The Architectural Imagination of Edith Wharton
Title | The Architectural Imagination of Edith Wharton PDF eBook |
Author | Annette Benert |
Publisher | Fairleigh Dickinson Univ Press |
Pages | 270 |
Release | 2007 |
Genre | Architecture |
ISBN | 9780838641064 |
Edith Wharton has recently returned to prominence as a major American novelist. But few have taken her architectural work as seriously as she herself took it, or noticed its effects on her career. Two early architectural books and three travel works give sustained critical attention to the built environment. Early novels graphically portray the physical miseries of the poor and marginalized and their course in hierarchies of class and gender. By contrast, her letters consistently celebrate the tastes and manners of the elite. At its best, her fiction embodies this tension - the beauty and grace of elegant houses and public spaces, juxtaposed to their effects on those under their control.

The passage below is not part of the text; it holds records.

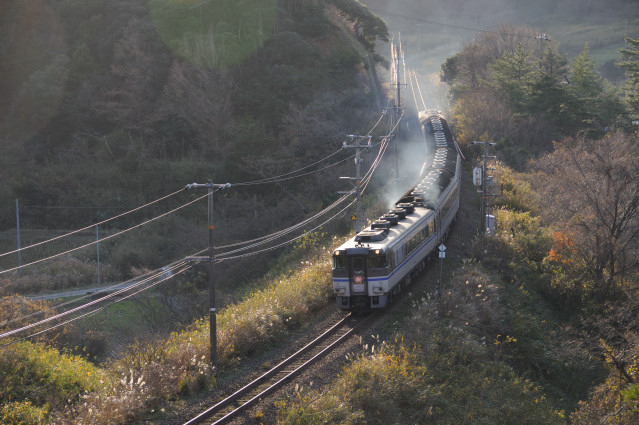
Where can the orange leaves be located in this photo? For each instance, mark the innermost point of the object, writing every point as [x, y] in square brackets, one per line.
[564, 248]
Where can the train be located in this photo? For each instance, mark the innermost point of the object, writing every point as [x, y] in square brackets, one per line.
[372, 267]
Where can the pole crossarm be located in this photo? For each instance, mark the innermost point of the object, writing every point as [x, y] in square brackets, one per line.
[211, 260]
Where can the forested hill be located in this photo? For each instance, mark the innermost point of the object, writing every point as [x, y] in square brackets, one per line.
[106, 104]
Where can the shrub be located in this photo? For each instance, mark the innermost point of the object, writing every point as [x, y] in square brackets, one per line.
[22, 413]
[42, 375]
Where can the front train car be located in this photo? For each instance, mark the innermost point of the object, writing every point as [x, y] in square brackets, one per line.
[372, 267]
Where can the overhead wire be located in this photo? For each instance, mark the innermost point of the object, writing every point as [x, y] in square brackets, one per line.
[22, 249]
[184, 264]
[276, 178]
[104, 238]
[365, 180]
[166, 272]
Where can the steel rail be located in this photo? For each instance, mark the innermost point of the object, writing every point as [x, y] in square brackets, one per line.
[253, 385]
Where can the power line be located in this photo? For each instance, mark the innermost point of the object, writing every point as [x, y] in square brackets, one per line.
[103, 239]
[91, 226]
[178, 268]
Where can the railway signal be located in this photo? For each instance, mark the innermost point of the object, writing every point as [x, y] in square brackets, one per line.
[358, 174]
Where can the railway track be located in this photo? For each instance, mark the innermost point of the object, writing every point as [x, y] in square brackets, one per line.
[279, 375]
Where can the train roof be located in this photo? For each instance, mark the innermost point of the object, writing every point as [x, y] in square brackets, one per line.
[420, 201]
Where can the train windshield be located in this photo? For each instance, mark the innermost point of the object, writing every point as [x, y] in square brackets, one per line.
[340, 262]
[377, 261]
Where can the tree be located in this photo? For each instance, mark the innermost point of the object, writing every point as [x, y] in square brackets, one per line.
[513, 73]
[630, 63]
[591, 191]
[596, 105]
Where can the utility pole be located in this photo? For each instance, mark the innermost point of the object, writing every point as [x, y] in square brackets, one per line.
[211, 259]
[541, 38]
[397, 55]
[358, 174]
[484, 217]
[18, 234]
[97, 248]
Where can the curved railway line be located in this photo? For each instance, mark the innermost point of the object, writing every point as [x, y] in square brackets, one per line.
[276, 377]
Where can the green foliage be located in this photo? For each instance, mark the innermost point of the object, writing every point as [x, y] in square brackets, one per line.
[630, 63]
[233, 30]
[23, 413]
[43, 375]
[368, 27]
[450, 383]
[525, 233]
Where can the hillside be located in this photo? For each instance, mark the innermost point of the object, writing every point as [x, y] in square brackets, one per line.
[107, 106]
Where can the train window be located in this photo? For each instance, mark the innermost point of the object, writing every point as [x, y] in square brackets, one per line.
[340, 262]
[377, 261]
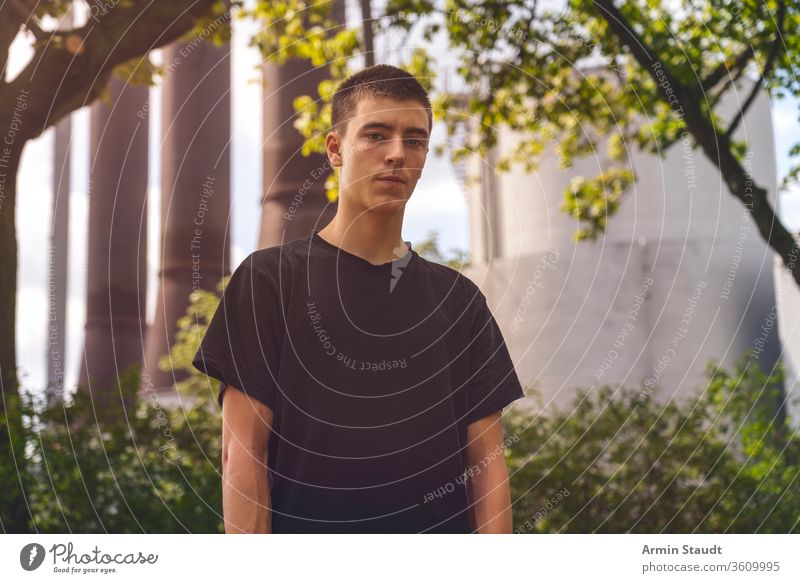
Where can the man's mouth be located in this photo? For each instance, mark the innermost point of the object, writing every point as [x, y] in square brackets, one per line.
[392, 179]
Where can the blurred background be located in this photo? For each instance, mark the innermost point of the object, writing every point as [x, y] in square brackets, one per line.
[619, 178]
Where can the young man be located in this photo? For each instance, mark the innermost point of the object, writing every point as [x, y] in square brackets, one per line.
[362, 384]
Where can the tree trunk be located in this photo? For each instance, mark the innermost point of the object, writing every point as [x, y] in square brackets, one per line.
[13, 508]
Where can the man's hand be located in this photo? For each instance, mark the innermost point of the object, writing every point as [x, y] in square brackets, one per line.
[246, 429]
[487, 487]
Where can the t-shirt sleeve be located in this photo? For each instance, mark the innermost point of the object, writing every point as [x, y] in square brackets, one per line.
[242, 344]
[493, 381]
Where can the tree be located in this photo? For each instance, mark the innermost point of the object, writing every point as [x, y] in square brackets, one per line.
[68, 70]
[638, 72]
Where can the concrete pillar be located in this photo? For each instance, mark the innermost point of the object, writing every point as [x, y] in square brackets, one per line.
[117, 277]
[195, 191]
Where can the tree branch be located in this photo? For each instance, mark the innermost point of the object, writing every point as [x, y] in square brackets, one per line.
[28, 20]
[773, 54]
[60, 81]
[716, 147]
[722, 71]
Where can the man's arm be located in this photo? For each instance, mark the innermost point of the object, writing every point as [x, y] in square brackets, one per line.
[246, 429]
[487, 487]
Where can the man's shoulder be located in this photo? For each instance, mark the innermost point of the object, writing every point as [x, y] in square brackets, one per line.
[449, 278]
[269, 260]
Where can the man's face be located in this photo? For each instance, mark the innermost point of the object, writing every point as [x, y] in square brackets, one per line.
[385, 137]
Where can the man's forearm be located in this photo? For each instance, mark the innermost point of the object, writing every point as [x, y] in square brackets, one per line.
[246, 501]
[490, 499]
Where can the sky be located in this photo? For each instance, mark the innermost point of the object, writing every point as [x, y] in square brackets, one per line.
[438, 204]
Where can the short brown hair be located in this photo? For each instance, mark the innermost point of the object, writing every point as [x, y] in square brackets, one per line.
[376, 81]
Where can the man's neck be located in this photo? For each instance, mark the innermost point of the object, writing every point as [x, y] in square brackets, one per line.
[375, 239]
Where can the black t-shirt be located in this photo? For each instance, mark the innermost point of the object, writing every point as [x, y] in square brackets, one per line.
[373, 373]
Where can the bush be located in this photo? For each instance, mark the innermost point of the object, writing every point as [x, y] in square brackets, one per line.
[618, 461]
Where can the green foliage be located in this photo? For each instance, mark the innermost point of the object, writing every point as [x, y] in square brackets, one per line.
[142, 468]
[722, 461]
[139, 467]
[614, 461]
[429, 249]
[593, 200]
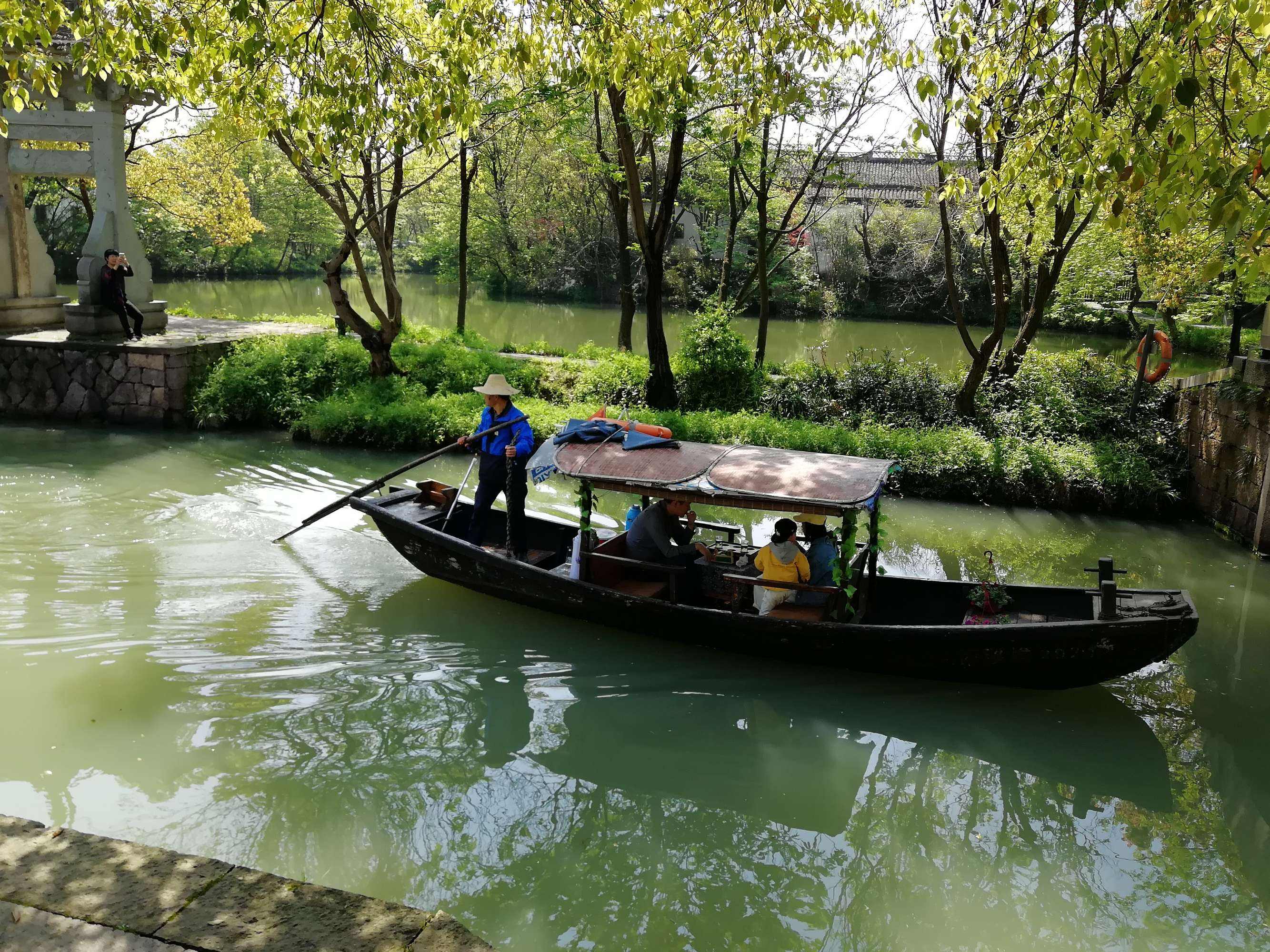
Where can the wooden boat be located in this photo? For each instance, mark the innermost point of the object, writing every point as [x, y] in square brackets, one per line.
[1056, 638]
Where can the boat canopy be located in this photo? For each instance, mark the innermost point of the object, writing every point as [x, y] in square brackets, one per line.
[737, 476]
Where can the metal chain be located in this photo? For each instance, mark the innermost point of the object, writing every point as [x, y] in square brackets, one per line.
[507, 492]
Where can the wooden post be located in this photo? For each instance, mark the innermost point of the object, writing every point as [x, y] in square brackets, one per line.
[867, 593]
[1107, 610]
[1107, 569]
[587, 536]
[1147, 348]
[846, 554]
[1261, 535]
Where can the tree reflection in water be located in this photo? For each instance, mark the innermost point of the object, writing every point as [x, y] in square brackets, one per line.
[553, 786]
[558, 783]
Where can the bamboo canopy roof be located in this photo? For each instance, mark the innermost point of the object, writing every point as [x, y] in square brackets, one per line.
[737, 476]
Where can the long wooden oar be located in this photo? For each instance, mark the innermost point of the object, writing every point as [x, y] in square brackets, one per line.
[371, 486]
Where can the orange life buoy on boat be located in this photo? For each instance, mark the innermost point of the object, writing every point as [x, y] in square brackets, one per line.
[647, 428]
[1166, 357]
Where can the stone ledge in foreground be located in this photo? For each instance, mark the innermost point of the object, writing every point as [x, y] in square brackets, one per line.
[185, 902]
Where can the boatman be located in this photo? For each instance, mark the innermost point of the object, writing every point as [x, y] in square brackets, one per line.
[503, 457]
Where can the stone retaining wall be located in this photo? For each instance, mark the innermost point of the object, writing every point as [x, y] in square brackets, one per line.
[1226, 426]
[86, 381]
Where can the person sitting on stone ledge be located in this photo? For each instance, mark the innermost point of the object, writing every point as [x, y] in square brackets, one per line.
[115, 296]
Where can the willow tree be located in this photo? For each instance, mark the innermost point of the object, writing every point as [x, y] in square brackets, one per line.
[1195, 153]
[359, 96]
[1015, 96]
[381, 88]
[810, 90]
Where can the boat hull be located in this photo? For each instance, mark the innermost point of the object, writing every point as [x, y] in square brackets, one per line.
[1037, 655]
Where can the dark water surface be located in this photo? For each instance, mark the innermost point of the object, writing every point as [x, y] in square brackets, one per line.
[322, 711]
[572, 324]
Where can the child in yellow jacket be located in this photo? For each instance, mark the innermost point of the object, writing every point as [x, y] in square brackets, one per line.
[780, 560]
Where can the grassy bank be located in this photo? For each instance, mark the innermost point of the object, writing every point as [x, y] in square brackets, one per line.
[1190, 337]
[1056, 438]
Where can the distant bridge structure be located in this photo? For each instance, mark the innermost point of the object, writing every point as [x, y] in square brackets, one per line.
[900, 178]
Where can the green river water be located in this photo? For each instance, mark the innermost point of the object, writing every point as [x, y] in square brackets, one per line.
[323, 711]
[572, 324]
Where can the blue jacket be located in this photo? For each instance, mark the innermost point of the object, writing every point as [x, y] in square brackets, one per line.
[520, 433]
[820, 555]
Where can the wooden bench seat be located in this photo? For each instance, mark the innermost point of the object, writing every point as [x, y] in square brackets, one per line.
[535, 556]
[640, 588]
[798, 614]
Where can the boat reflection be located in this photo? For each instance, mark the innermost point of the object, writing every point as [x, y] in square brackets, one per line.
[799, 756]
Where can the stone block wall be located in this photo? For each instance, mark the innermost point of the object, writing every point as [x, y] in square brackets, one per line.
[1226, 426]
[112, 383]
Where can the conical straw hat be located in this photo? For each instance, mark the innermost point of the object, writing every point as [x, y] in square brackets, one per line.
[497, 385]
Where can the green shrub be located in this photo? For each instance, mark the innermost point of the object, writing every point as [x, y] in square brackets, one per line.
[269, 381]
[449, 366]
[868, 387]
[616, 380]
[715, 366]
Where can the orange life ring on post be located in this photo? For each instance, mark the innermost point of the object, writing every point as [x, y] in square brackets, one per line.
[1166, 357]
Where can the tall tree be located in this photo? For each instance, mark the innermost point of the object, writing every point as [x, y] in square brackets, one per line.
[620, 206]
[812, 89]
[467, 173]
[1012, 94]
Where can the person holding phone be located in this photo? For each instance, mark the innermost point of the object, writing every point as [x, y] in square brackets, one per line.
[116, 298]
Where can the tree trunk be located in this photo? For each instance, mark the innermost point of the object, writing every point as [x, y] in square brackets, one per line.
[1134, 298]
[733, 221]
[661, 383]
[465, 191]
[653, 237]
[627, 292]
[1048, 271]
[620, 208]
[871, 277]
[347, 317]
[764, 282]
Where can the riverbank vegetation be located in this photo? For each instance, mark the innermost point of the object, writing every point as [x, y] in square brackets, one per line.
[1057, 436]
[1053, 154]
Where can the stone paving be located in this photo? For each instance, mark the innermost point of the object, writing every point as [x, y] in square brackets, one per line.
[49, 374]
[181, 333]
[67, 890]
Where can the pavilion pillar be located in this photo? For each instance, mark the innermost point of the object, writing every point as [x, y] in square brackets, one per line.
[29, 290]
[112, 228]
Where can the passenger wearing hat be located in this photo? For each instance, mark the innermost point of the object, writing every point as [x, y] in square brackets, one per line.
[822, 551]
[780, 560]
[113, 295]
[497, 475]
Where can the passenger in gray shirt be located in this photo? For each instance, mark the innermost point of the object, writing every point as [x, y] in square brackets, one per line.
[658, 536]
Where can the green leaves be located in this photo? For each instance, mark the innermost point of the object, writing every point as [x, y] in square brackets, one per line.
[1187, 92]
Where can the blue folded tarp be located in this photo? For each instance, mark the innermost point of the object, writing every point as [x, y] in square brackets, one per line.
[639, 441]
[600, 431]
[586, 432]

This book tracks Wharton's literary and architectural work in tandem, revealing their complex relationship. It also foregrounds the odd symmetry of her career, which began and ended in fierce attachment to traditional values, moved from delight in Italy to despair for France, and centered on the brilliantly crafted structures and spaces of the prewar novels. Annette Larson Benert is Associate Professor of English at DeSales University.
A Historical Guide to Edith Wharton
Title | A Historical Guide to Edith Wharton PDF eBook |
Author | Carol J. Singley |
Publisher | Oxford University Press, USA |
Pages | 313 |
Release | 2003 |
Genre | Literature and history |
ISBN | 0195135903 |
Various authors focus on life and works of Edith Wharton, on her women in fashion, in history, out of time, addiction and intimacy, travel, and modernity, art, the age of film. The book contains an illustrated chronology and a bibliographical essay.